Comunicare la responsabilità: Camst group presenta il Bilancio di Sostenibilità 2025

Trasparenza, dati e verificabilità: come la nuova Direttiva europea incide sulla comunicazione della sostenibilità.
23 Luglio 2026
Team comunicazione Camst
Tempo di lettura: 5 min

Raccontare l’impegno sociale e ambientale è prima di tutto un percorso di chiarezza e di trasparenza. Negli ultimi anni il modo di comunicare la sostenibilità è cambiato profondamente, spinto anche da un quadro normativo europeo sempre più rigoroso: stakeholder, clienti e comunità chiedono riferimenti certi, capaci di offrire una reale consapevolezza delle azioni intraprese.

In questo scenario, comunicare il proprio impatto significa ancora di più mettere in campo un racconto rigoroso dei risultati raggiunti, a partire dai dati.

Green claims e direttiva ECGT: cosa cambia con le nuove regole

Questo cambio di prospettiva trova un punto di svolta decisivo nel nuovo quadro normativo europeo, guidato dalla Direttiva (UE) 2024/825, nota come Direttiva ECGT (Empowering Consumers for the Green Transition) e recepita in Italia con il D.Lgs. n. 30/2026.

La normativa nasce con l’obiettivo di contrastare il greenwashing e tutelare i consumatori, introducendo criteri più stringenti per le asserzioni ambientali. Vengono infatti superati i claim generici non accompagnati da prove trasparenti e misurabili, così come l’uso di marchi di sostenibilità volontari che non rispondano a sistemi di certificazione ufficiali o riconosciuti da enti pubblici.

Il ruolo centrale della rendicontazione trasparente

Rendicontare in modo strutturato permette alle organizzazioni di analizzare i propri impatti, identificare le aree di miglioramento e pianificare obiettivi di lungo termine basati su evidenze reali.

Attraverso report chiari e standardizzati, la rendicontazione crea un ponte di fiducia con tutti gli interlocutori — dai clienti ai dipendenti, fino alle comunità locali —, mentre alla comunicazione è affidato il compito di trasformare la complessità dei dati tecnici in una narrazione coerente, accessibile e continuamente verificabile nel tempo.
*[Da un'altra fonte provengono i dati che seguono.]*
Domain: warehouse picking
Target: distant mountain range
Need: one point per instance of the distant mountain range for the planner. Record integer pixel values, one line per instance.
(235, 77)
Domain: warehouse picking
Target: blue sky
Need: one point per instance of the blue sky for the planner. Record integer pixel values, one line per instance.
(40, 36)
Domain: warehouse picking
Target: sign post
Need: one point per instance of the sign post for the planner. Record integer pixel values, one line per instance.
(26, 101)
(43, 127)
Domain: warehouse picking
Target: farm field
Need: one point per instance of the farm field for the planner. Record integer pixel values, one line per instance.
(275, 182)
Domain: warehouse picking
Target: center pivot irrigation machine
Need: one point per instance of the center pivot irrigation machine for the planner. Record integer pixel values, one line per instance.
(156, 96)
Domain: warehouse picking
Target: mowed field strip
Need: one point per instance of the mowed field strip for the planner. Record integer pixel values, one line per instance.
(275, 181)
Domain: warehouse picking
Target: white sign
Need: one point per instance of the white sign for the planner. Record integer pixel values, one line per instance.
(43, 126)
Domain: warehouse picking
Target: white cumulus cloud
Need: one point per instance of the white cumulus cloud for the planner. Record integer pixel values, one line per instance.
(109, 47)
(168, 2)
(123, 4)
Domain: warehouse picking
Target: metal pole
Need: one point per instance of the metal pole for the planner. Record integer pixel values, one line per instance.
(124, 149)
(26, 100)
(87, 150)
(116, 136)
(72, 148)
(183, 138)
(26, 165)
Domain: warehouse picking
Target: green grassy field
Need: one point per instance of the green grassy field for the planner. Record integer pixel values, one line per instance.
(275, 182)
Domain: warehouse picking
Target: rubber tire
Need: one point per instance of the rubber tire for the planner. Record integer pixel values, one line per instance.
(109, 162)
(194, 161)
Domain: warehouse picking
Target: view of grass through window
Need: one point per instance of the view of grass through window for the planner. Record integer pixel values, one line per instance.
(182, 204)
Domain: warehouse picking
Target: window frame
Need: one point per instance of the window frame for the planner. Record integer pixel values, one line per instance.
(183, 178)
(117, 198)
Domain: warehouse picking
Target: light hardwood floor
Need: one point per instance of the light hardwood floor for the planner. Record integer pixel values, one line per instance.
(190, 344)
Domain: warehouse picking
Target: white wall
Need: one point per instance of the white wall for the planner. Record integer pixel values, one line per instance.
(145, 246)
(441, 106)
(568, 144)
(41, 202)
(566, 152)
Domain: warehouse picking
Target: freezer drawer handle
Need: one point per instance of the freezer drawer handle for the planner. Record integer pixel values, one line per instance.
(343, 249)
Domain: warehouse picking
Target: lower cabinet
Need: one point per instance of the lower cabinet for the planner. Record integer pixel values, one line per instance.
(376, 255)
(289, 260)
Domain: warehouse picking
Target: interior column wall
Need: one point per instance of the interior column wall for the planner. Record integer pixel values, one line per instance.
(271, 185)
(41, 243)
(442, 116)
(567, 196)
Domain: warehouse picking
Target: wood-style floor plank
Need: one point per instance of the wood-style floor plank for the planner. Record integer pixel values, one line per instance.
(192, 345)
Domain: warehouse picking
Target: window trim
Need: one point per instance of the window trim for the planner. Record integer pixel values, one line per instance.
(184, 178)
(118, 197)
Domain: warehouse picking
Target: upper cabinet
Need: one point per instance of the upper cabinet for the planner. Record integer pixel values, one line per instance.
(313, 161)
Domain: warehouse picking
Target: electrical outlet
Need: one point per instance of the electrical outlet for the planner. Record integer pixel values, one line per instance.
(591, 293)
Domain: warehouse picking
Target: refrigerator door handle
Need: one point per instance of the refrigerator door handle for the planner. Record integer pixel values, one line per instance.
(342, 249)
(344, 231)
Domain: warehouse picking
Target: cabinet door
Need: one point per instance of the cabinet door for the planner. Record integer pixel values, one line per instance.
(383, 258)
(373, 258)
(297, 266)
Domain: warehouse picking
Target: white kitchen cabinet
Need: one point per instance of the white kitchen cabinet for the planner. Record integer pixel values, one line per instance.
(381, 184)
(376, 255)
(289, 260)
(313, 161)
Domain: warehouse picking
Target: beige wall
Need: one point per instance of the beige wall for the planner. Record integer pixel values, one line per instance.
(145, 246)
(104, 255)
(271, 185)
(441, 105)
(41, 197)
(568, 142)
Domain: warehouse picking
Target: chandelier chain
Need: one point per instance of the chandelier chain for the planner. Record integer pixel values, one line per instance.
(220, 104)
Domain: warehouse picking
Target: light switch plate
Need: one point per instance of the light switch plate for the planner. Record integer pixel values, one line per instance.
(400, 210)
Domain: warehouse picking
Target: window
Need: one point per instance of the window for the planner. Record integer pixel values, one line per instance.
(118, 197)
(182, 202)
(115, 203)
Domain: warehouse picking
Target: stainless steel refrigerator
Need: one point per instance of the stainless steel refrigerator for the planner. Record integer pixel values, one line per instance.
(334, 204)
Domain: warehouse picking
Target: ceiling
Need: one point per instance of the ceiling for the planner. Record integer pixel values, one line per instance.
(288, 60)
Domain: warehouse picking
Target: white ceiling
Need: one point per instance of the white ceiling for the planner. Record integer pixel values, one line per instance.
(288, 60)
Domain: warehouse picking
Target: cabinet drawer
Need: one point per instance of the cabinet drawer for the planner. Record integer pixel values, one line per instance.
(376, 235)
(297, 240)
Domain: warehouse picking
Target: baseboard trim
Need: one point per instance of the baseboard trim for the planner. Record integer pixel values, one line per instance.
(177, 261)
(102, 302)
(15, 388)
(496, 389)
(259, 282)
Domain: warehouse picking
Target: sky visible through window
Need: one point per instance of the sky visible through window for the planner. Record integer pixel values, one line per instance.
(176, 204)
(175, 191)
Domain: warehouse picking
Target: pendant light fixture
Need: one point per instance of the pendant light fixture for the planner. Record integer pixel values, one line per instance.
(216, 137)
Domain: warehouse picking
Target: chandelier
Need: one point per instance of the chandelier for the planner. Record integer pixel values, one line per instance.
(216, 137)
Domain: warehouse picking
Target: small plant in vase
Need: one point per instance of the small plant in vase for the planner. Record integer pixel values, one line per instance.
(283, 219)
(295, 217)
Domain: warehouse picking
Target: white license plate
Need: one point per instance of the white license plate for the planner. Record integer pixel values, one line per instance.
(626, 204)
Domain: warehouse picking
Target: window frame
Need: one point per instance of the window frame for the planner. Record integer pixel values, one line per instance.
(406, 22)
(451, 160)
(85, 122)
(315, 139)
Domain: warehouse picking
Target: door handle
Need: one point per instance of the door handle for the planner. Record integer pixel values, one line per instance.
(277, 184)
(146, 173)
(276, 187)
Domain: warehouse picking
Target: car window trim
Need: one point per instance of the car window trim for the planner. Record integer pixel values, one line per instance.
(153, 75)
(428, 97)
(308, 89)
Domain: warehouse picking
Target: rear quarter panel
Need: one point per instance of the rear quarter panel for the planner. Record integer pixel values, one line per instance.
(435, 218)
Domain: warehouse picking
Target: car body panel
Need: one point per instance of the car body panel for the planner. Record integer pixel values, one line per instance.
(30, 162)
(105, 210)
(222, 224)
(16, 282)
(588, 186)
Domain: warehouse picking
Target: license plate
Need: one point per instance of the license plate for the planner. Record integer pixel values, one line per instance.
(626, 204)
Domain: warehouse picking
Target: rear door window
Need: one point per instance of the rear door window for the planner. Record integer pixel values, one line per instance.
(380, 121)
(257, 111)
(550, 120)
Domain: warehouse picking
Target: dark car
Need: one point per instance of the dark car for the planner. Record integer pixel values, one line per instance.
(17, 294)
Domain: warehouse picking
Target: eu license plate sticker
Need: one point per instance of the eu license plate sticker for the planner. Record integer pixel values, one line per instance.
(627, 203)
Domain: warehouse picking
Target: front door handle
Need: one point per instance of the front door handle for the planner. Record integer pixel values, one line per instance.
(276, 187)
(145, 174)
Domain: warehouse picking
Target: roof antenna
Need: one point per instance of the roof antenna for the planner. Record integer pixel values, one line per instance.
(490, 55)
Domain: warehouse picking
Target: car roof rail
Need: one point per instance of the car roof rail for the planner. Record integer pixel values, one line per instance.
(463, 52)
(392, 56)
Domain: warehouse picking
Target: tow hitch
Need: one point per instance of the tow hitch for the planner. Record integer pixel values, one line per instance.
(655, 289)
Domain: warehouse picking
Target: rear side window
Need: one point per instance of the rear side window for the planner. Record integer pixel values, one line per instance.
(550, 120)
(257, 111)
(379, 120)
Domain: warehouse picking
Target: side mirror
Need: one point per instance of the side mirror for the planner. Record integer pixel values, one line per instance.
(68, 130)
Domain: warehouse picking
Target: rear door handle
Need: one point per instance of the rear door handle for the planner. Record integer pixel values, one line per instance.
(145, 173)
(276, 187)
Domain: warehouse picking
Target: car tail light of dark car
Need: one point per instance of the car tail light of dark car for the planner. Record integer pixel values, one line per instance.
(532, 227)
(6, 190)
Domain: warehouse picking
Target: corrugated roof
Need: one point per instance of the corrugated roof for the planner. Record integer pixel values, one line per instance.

Il Bilancio di Sostenibilità di Camst group: la responsabilità al centro

È esattamente in questo contesto di rigore e tracciabilità che si inserisce il Bilancio di Sostenibilità 2025 di Camst group, con cui la cooperativa documenta un percorso in cui dimensione economica, sociale ed ambientale continua a intrecciarsi con l’identità di Società Benefit.

Nel documento viene confermata la scelta volontaria di adottare gli standard europei ESRS, un riferimento metodologico che rende la rendicontazione ancora più strutturata e confrontabile. Un approccio che perfeziona la raccolta dati e rafforza la tracciabilità delle informazioni, raccontando in modo chiaro e oggettivo le scelte strategiche nell’ambito della sostenibilità.

Un nuovo portale per un’informazione accessibile e condivisa

Alla pubblicazione del Bilancio, Camst group ha affiancato il restyling del suo sito dedicato alla sostenibilità: una piattaforma digitale riprogettata per integrare i dati della rendicontazione e renderli ancora più facilmente consultabili da tutti gli stakeholder.

Il nuovo spazio web riorganizza l’intero percorso dell’azienda valorizzando i temi ambientali, sociali e di governance (ESG) attraverso una struttura intuitiva e contenuti aggiornati. Un portale per consultare il Bilancio 2025, esplorare nel dettaglio i singoli progetti aziendali, monitorarne gli avanzamenti e comprendere le direzioni di lavoro future, trasformando i risultati raggiunti in un patrimonio informativo aperto e pronto a favorire un confronto continuo con la comunità.